What traps ensnare Depraved come in the second act, as Polidori’s introduction interrupts the touchstone emotionality in the pupil/mentor relationship between Adam and Henry. Always the instigator, Polidori remains more one-note and pointed in his actions. A necessary manipulator, but Adam and Henry’s reanimation into adolescence remains Fessenden’s throughline achievement. Henry the shaken, parental, and conscious inventor; Adam this personification of male ego as the women around him become pawns or worse. Leonard takes Polidori’s arc full-circle upon Act III’s the “castle siege” moment, but compassion is Fessenden’s ally – Polidori distracts to a degree.

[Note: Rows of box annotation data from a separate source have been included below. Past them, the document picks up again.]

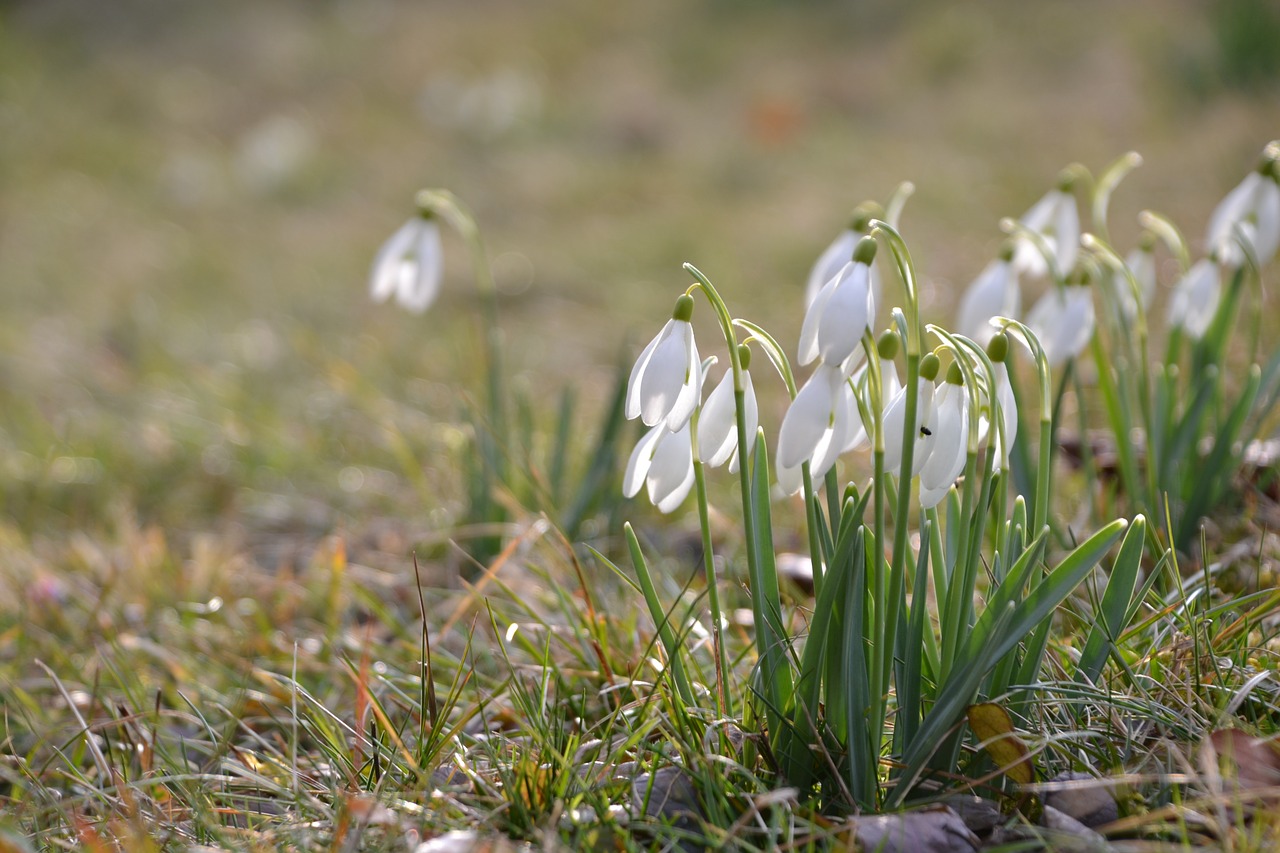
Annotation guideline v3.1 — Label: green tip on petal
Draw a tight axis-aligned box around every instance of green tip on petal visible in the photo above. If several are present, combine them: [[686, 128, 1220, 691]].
[[854, 237, 876, 266], [876, 329, 902, 361], [987, 332, 1009, 364], [671, 293, 694, 323], [849, 201, 884, 234], [920, 352, 942, 382]]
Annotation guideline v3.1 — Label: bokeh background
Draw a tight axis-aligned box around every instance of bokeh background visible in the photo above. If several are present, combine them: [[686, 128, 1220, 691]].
[[0, 0, 1280, 564]]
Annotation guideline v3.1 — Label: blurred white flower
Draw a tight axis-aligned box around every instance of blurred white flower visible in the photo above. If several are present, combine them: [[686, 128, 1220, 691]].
[[956, 257, 1023, 346], [1204, 164, 1280, 268], [369, 215, 444, 314], [622, 420, 694, 512], [1027, 286, 1094, 368], [626, 296, 703, 430], [1167, 257, 1222, 341], [1014, 184, 1080, 278], [698, 369, 760, 470], [920, 368, 969, 508]]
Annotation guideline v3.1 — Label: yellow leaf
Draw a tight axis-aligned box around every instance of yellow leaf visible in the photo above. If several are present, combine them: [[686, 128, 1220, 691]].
[[969, 702, 1033, 785]]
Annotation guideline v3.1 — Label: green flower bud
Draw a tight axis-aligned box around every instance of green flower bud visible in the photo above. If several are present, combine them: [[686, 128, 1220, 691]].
[[671, 293, 694, 323], [920, 352, 942, 382], [854, 237, 876, 266]]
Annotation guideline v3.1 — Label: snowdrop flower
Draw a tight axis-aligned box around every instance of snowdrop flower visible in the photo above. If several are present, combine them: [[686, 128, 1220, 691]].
[[920, 362, 969, 510], [799, 237, 876, 365], [883, 352, 938, 476], [804, 201, 884, 307], [1111, 232, 1156, 323], [1014, 173, 1080, 278], [777, 362, 859, 478], [1027, 284, 1094, 368], [956, 243, 1023, 346], [626, 293, 703, 432], [369, 213, 444, 314], [698, 346, 760, 470], [1167, 257, 1222, 341], [1204, 149, 1280, 269], [622, 420, 694, 512]]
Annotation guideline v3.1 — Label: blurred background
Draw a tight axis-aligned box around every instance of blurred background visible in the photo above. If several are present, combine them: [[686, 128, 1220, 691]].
[[0, 0, 1280, 562]]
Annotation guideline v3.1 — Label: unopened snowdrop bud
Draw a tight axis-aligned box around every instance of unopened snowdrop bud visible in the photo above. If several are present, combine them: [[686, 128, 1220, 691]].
[[1014, 169, 1080, 278], [1204, 143, 1280, 269], [1027, 274, 1094, 368], [1111, 231, 1156, 323], [799, 237, 876, 365], [698, 345, 760, 467], [956, 242, 1023, 346], [626, 293, 701, 432], [920, 362, 969, 508], [622, 421, 694, 512], [369, 210, 444, 314], [1167, 257, 1222, 341], [883, 352, 940, 475], [804, 201, 884, 307]]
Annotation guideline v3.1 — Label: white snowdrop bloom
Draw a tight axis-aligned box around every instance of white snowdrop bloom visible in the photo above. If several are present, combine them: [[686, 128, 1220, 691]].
[[1014, 182, 1080, 278], [622, 421, 694, 512], [1167, 257, 1222, 341], [804, 228, 859, 307], [799, 237, 876, 365], [698, 358, 760, 470], [920, 365, 969, 508], [369, 215, 444, 314], [1111, 241, 1156, 323], [777, 362, 847, 478], [1027, 286, 1094, 368], [883, 377, 933, 476], [625, 295, 701, 432], [1204, 163, 1280, 269], [956, 252, 1023, 346]]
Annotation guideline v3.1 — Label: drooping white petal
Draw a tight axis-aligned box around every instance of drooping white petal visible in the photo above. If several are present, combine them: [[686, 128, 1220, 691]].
[[1204, 172, 1280, 268], [883, 379, 933, 475], [777, 364, 844, 467], [818, 261, 874, 364], [1027, 287, 1094, 368], [1167, 257, 1222, 341], [622, 424, 667, 498], [804, 228, 858, 307], [698, 370, 760, 467], [956, 259, 1021, 346], [645, 421, 694, 512], [369, 216, 422, 302], [399, 219, 444, 314], [1014, 190, 1080, 278], [920, 382, 969, 508]]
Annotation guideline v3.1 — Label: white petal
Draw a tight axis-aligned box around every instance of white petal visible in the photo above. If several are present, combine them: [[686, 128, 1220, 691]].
[[804, 229, 858, 307], [778, 364, 840, 467], [956, 259, 1018, 346], [667, 321, 703, 432], [818, 261, 872, 364], [1167, 257, 1222, 341], [645, 423, 694, 512], [398, 219, 444, 314], [622, 424, 667, 497], [369, 216, 422, 302]]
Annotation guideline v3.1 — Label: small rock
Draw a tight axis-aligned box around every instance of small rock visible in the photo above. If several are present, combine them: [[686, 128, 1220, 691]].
[[1044, 771, 1120, 827], [851, 806, 979, 853]]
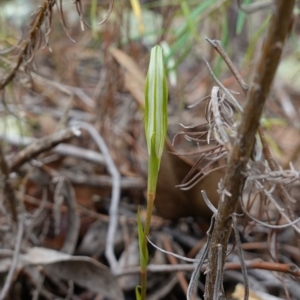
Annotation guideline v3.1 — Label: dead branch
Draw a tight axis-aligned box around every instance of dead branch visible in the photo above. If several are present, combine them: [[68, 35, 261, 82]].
[[9, 127, 80, 171], [205, 0, 295, 299]]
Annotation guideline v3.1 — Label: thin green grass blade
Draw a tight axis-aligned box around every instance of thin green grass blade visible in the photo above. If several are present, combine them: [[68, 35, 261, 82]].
[[137, 208, 148, 270], [235, 0, 252, 34]]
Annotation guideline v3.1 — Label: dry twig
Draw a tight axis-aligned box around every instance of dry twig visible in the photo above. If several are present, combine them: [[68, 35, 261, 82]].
[[205, 0, 295, 299]]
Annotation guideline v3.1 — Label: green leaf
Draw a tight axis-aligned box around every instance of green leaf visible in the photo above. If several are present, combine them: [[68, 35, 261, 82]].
[[145, 45, 168, 158], [135, 285, 142, 300], [236, 0, 252, 34]]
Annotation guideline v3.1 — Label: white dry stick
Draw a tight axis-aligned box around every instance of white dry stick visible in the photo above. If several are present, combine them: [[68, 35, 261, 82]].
[[0, 217, 24, 300], [72, 122, 121, 273], [211, 86, 230, 150]]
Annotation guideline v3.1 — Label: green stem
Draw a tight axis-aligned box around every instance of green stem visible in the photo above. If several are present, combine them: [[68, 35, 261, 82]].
[[141, 151, 160, 300]]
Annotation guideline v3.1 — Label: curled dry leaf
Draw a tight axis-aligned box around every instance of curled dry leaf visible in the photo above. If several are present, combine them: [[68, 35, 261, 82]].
[[0, 247, 124, 300]]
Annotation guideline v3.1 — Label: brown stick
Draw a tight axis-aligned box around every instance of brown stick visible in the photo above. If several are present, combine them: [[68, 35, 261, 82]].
[[10, 127, 80, 171], [205, 0, 295, 299]]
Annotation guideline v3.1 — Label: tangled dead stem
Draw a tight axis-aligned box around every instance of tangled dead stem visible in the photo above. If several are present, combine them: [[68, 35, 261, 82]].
[[0, 0, 300, 300]]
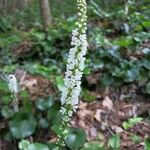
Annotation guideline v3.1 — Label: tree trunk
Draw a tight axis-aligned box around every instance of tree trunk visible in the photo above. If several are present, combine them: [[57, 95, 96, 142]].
[[40, 0, 52, 29]]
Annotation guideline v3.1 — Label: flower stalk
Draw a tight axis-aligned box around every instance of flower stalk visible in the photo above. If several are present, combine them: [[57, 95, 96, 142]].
[[59, 0, 88, 146]]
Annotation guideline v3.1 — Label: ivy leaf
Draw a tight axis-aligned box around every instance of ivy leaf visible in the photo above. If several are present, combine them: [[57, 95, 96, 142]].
[[144, 138, 150, 150], [81, 141, 104, 150], [124, 67, 139, 82], [35, 97, 54, 110], [65, 129, 86, 150], [108, 134, 120, 150], [9, 113, 37, 139], [146, 82, 150, 94], [28, 143, 49, 150], [1, 106, 15, 119]]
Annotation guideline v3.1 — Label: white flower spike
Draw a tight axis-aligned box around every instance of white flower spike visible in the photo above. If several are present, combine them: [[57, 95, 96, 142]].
[[61, 0, 88, 109]]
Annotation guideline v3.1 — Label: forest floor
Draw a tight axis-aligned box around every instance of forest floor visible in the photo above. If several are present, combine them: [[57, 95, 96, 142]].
[[0, 69, 150, 150]]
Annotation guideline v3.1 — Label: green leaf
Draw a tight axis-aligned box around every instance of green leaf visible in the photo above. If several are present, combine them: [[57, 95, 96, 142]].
[[65, 129, 86, 150], [124, 67, 139, 82], [146, 82, 150, 94], [47, 103, 60, 121], [130, 134, 141, 144], [56, 76, 64, 91], [81, 89, 96, 102], [1, 106, 15, 119], [39, 118, 49, 128], [18, 140, 30, 150], [144, 138, 150, 150], [141, 21, 150, 29], [122, 117, 143, 130], [35, 97, 54, 110], [81, 141, 104, 150], [114, 37, 134, 47], [108, 134, 120, 150], [9, 113, 37, 139], [28, 143, 49, 150]]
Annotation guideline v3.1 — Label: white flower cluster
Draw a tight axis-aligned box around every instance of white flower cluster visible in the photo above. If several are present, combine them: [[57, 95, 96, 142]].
[[61, 0, 87, 110], [8, 74, 18, 94]]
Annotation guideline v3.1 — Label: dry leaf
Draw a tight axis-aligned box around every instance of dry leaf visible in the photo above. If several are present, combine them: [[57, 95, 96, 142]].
[[102, 96, 113, 110], [94, 109, 103, 122]]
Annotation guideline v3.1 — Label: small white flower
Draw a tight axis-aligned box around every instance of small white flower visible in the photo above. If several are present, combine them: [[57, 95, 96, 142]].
[[61, 0, 88, 110], [8, 74, 18, 94]]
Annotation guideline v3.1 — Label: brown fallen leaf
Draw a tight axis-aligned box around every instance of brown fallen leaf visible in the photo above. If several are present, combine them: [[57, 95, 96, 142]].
[[102, 96, 113, 110], [94, 109, 103, 122]]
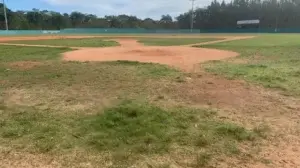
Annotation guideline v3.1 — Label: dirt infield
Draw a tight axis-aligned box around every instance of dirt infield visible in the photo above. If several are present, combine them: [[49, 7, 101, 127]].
[[0, 36, 252, 71]]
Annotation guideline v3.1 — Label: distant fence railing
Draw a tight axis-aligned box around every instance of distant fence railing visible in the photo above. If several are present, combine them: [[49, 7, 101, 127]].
[[0, 28, 300, 35]]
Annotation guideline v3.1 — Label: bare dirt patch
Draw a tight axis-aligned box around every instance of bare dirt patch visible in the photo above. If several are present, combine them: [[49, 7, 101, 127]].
[[0, 35, 253, 71], [9, 61, 42, 70], [64, 39, 244, 71]]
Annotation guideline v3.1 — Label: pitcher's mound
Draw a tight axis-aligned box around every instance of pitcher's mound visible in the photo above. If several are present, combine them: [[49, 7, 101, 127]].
[[64, 40, 238, 70]]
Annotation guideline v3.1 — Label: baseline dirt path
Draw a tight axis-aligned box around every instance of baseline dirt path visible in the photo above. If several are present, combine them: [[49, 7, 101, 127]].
[[64, 37, 251, 71], [0, 35, 253, 71]]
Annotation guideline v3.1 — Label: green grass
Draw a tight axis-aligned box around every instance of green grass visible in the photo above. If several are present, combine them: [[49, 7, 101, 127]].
[[139, 38, 221, 46], [0, 46, 263, 167], [0, 45, 70, 64], [197, 35, 300, 96], [0, 101, 258, 166], [4, 38, 119, 47]]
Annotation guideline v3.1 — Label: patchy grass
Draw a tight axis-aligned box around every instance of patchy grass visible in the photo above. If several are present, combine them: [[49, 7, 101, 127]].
[[198, 35, 300, 96], [0, 46, 264, 167], [0, 101, 257, 166], [0, 45, 70, 64], [8, 38, 119, 47], [139, 38, 221, 46]]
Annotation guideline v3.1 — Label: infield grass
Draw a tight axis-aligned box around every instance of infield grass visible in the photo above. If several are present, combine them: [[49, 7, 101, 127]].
[[139, 38, 222, 46], [0, 46, 260, 167], [198, 34, 300, 96], [7, 37, 119, 47]]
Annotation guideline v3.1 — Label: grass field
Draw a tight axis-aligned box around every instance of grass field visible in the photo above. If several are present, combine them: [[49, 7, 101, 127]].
[[4, 38, 119, 47], [198, 35, 300, 96], [139, 38, 222, 46], [0, 35, 300, 168]]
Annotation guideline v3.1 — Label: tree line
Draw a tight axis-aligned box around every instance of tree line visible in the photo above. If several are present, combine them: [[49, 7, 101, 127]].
[[0, 0, 300, 30]]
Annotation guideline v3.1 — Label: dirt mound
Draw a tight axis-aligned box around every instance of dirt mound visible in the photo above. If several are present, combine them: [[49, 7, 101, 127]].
[[64, 39, 239, 71], [9, 61, 42, 70]]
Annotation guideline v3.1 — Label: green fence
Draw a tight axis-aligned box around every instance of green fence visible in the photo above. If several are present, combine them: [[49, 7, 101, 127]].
[[0, 28, 300, 35]]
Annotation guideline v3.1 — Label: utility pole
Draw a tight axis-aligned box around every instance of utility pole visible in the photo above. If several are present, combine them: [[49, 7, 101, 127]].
[[190, 0, 196, 32], [3, 0, 8, 30]]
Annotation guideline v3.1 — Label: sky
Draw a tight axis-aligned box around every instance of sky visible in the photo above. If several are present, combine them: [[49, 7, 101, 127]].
[[5, 0, 223, 19]]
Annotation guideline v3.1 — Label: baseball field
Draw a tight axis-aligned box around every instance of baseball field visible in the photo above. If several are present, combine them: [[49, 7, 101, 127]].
[[0, 34, 300, 168]]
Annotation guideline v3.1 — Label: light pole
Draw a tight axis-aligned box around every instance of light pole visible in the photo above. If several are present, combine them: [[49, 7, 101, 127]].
[[3, 0, 8, 30], [190, 0, 196, 32]]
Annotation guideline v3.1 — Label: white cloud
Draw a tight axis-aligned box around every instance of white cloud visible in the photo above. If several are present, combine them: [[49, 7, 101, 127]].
[[43, 0, 216, 19]]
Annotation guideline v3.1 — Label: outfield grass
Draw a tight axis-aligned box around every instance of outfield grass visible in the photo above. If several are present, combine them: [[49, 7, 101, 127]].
[[139, 38, 221, 46], [7, 38, 119, 47], [198, 35, 300, 96], [0, 46, 260, 167]]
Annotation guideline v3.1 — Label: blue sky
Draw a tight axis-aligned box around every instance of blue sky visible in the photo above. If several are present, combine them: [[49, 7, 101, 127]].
[[4, 0, 226, 19]]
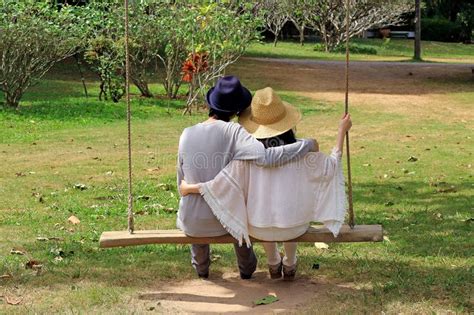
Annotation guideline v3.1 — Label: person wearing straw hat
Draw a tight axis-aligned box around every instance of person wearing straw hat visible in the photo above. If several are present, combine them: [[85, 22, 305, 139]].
[[180, 88, 352, 280], [177, 76, 317, 279]]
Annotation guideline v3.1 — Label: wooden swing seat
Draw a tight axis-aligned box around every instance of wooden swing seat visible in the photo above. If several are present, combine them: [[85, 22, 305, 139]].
[[99, 225, 383, 248]]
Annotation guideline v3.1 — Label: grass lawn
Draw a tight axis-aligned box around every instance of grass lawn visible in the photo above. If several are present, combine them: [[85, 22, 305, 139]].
[[247, 39, 474, 63], [0, 58, 474, 314]]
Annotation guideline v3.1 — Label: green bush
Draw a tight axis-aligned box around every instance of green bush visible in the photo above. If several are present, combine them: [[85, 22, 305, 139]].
[[314, 43, 377, 55], [421, 18, 462, 42]]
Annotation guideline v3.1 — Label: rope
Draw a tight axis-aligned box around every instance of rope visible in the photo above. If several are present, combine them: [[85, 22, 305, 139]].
[[344, 0, 355, 229], [125, 0, 134, 234]]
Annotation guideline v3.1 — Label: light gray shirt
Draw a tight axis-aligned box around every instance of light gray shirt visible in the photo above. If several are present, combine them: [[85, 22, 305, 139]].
[[177, 120, 314, 237]]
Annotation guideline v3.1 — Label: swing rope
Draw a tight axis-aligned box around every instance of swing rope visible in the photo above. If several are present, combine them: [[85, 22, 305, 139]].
[[124, 0, 355, 234], [344, 0, 355, 229], [125, 0, 135, 234]]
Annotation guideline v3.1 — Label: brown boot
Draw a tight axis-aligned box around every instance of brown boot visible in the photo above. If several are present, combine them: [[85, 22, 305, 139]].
[[283, 264, 297, 281]]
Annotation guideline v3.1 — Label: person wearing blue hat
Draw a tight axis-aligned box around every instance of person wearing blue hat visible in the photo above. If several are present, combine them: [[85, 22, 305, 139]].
[[177, 76, 317, 279]]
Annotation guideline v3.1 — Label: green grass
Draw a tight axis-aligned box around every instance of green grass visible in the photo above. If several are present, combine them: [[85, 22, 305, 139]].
[[0, 59, 474, 313], [246, 39, 474, 62]]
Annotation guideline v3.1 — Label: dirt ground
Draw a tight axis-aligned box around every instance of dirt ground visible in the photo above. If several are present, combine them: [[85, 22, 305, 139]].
[[229, 58, 474, 121]]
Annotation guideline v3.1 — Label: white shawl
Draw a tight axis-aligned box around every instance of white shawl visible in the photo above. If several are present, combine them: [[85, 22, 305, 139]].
[[200, 149, 346, 246]]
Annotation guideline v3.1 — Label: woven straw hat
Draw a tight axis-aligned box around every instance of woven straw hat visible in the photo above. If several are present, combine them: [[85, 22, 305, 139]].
[[239, 87, 301, 139]]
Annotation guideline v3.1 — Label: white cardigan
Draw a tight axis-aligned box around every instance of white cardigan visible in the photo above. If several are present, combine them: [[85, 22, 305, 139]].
[[200, 149, 346, 246]]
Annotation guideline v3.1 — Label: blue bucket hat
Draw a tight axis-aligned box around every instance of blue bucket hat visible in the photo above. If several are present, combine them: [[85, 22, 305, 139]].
[[206, 76, 252, 113]]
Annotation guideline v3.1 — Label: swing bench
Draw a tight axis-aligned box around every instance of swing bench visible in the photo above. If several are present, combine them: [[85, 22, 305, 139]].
[[99, 0, 383, 248]]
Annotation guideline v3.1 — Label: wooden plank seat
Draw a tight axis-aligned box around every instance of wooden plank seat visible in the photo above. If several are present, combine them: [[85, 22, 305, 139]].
[[99, 225, 383, 248]]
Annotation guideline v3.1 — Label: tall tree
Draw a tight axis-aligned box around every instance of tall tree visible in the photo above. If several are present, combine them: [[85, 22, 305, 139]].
[[414, 0, 421, 60], [286, 0, 310, 46], [302, 0, 413, 51], [259, 0, 289, 47]]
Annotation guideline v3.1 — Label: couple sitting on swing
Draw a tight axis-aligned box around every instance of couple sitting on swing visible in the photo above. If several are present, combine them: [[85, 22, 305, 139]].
[[177, 76, 352, 280]]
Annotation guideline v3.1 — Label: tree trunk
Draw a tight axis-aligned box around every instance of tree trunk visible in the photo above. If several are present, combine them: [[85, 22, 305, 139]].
[[414, 0, 421, 60], [5, 91, 23, 109], [299, 25, 305, 46]]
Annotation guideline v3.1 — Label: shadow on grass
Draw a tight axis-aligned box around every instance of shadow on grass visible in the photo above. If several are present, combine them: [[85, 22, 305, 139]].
[[354, 181, 473, 258], [229, 58, 473, 96], [0, 97, 183, 122]]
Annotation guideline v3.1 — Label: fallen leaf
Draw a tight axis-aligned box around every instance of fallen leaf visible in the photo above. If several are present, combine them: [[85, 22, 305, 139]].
[[36, 236, 63, 242], [25, 259, 43, 270], [314, 242, 329, 249], [10, 248, 25, 255], [74, 183, 88, 190], [146, 167, 160, 173], [5, 296, 23, 305], [254, 295, 279, 305], [67, 215, 81, 225], [158, 183, 171, 191], [436, 185, 457, 193]]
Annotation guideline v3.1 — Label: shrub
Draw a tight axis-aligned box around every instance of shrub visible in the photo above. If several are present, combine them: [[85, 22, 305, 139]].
[[0, 0, 84, 108], [421, 18, 461, 42]]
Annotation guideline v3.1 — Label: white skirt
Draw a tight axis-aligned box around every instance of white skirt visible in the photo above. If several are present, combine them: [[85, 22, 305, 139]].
[[248, 224, 309, 242]]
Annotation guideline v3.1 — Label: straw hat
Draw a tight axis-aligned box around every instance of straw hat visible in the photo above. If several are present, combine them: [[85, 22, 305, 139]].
[[239, 87, 301, 139]]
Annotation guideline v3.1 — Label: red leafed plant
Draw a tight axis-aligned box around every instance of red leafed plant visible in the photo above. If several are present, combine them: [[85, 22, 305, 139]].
[[181, 52, 209, 82]]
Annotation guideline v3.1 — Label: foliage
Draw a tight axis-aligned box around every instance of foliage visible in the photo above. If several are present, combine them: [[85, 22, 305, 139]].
[[84, 0, 125, 102], [0, 0, 84, 108], [286, 0, 311, 46], [258, 0, 291, 46], [421, 18, 461, 42], [303, 0, 413, 51], [457, 3, 474, 42], [180, 2, 260, 112]]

Depraved isn’t as the title suggests. Rather, Larry Fessenden plights the folly of man in ways that remain intrinsically human despite his main character’s living dead affliction – specific attention paid to the word “men.” Henry’s Dr. Frankenstein sports a warm nurturer’s aura and gut-shredding confliction, while Breaux’s “The Creature” molds into the monster everyone warns of, or fears, or desires. Fessenden’s methods are understated, craftsmanship authentically blistered, and status as a jack-of-all-trades auteur unmatched on the indie circuit. To any aspiring filmmaker who’s been told “Don’t wait, go out there and make your movie” – no one embodies that phrase better than Larry Fessenden. Take note.

Good

Depraved hits empathetic highs as his creature learns harsh realities about humanity under a New York City haze, while the passion for the material is always evident.